Last year's film "Flags of Our Fathers," based on the book, features a character named Lindberg played by Alessandro Mastrobuono, according to the Internet Movie Database.
After his discharge in January 1946, Lindberg -- no relation to Charles Lindbergh the aviator -- went home to Grand Forks, N.D. He moved to Richfield in 1951 and became an electrician.
No one, he said, believed him when he said he raised the first flag at Iwo Jima. "I was called a liar," he said. In 1954, Lindberg was invited to Washington for the dedication of the Marine memorial. It carried the names of the second group of flag-raisers, but not the first.

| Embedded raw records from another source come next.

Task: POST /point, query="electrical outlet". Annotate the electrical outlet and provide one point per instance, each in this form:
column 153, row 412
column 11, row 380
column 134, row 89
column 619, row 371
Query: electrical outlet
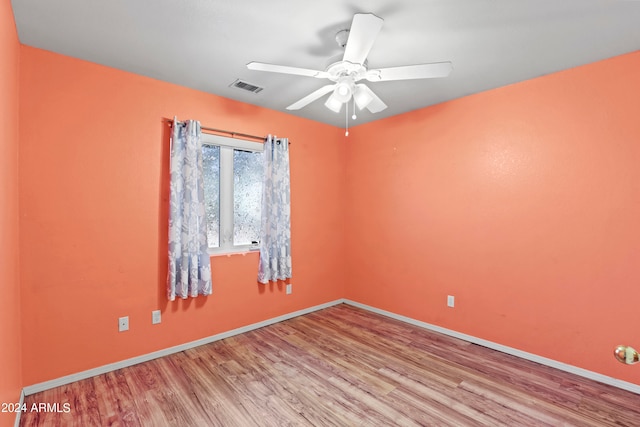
column 123, row 324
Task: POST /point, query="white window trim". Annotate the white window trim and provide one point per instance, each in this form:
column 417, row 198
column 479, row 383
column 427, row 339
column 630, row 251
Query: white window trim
column 227, row 145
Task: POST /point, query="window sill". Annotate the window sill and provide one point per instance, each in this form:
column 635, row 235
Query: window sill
column 228, row 253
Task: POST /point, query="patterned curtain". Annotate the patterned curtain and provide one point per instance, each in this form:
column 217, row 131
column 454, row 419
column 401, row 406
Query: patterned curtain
column 189, row 263
column 275, row 233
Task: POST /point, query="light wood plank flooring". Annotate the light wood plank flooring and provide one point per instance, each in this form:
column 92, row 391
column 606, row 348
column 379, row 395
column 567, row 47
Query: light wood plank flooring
column 341, row 366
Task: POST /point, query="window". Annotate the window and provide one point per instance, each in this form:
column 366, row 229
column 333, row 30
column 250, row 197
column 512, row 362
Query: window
column 233, row 177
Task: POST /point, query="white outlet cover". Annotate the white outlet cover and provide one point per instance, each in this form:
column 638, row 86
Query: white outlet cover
column 123, row 324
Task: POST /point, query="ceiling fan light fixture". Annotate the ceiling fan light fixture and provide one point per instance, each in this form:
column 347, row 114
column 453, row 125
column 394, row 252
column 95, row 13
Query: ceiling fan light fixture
column 362, row 97
column 333, row 103
column 344, row 89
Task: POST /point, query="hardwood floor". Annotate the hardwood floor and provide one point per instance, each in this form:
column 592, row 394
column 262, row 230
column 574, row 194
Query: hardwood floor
column 341, row 366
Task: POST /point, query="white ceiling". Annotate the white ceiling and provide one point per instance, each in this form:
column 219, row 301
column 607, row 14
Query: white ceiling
column 206, row 44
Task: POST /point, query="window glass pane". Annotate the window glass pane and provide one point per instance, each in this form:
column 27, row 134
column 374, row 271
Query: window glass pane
column 211, row 172
column 247, row 196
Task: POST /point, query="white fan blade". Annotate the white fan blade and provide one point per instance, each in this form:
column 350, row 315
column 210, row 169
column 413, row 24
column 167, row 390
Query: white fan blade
column 375, row 105
column 284, row 69
column 311, row 97
column 420, row 71
column 364, row 30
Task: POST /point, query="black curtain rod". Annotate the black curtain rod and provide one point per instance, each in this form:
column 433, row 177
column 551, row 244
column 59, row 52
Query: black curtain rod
column 229, row 133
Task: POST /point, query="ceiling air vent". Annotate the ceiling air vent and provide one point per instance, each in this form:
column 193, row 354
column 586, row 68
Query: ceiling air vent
column 246, row 86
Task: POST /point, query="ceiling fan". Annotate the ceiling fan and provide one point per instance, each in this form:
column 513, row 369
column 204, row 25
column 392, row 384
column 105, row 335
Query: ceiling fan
column 346, row 73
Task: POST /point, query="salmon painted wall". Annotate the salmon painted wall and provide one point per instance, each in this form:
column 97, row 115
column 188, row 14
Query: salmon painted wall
column 10, row 357
column 93, row 199
column 523, row 202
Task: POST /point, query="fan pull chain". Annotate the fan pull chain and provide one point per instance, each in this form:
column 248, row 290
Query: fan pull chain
column 346, row 110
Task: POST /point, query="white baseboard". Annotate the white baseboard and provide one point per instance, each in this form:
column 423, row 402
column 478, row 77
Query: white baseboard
column 634, row 388
column 36, row 388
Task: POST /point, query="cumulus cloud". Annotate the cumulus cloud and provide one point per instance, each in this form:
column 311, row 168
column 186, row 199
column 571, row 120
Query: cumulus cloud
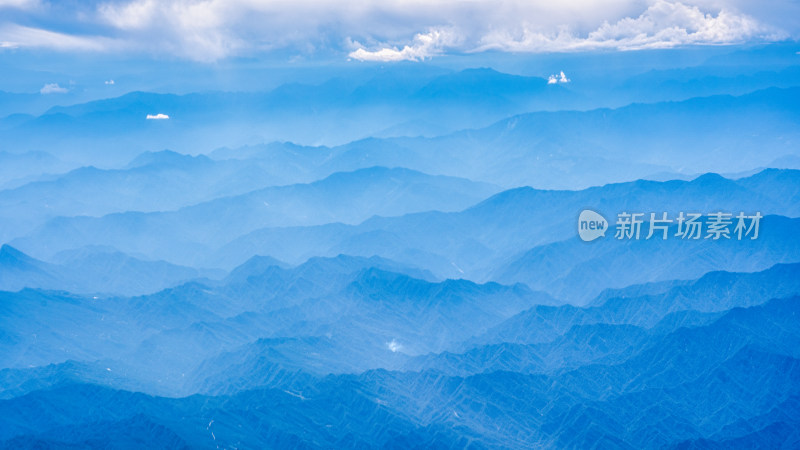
column 16, row 36
column 663, row 24
column 53, row 88
column 555, row 79
column 387, row 30
column 394, row 346
column 424, row 46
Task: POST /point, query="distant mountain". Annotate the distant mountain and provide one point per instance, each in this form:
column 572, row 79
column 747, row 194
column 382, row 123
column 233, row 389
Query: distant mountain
column 484, row 242
column 153, row 181
column 576, row 272
column 713, row 292
column 717, row 381
column 91, row 270
column 182, row 234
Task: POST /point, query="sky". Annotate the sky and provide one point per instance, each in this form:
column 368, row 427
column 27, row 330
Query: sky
column 210, row 31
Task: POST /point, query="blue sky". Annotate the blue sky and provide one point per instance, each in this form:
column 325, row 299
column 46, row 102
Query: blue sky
column 214, row 30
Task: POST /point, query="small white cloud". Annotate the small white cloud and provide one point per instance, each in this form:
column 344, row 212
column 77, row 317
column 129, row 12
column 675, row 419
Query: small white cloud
column 554, row 79
column 424, row 46
column 394, row 346
column 53, row 88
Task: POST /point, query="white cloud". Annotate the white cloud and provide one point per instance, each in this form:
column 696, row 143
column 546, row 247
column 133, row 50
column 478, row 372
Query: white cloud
column 388, row 30
column 53, row 88
column 424, row 46
column 554, row 79
column 394, row 346
column 15, row 36
column 663, row 24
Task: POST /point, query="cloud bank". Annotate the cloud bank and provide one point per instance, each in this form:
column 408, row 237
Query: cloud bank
column 391, row 30
column 53, row 88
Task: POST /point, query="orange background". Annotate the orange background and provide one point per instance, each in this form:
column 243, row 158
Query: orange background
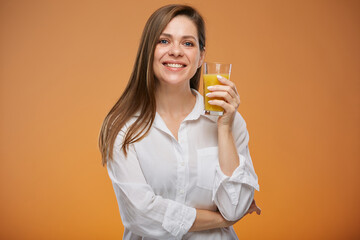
column 63, row 64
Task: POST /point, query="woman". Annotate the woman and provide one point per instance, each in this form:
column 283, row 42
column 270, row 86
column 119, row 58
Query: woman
column 176, row 173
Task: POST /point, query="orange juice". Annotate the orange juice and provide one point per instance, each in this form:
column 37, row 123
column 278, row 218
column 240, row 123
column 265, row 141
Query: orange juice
column 210, row 80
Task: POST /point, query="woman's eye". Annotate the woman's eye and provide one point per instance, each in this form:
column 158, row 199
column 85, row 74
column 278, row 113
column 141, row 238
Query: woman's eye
column 163, row 41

He spent his final years trying to raise awareness of the first flag-raising, speaking to veterans groups and at schools. He sold autographed copies of Lowery's photos through catalogs.
A back room in his neat house was filled with souvenirs of the battle, including a huge mural based on one of Lowery's photos. Prints of the photos were kept handy for visitors, and Lindberg's Silver Star and Purple Heart were in little boxes on a side table.
The Minnesota Legislature passed a resolution in Lindberg's honor in 1995. His face appears on a huge mural in Long Prairie of the battle for Iwo Jima, and his likeness is etched into the black granite walls of Soldiers Field in Rochester.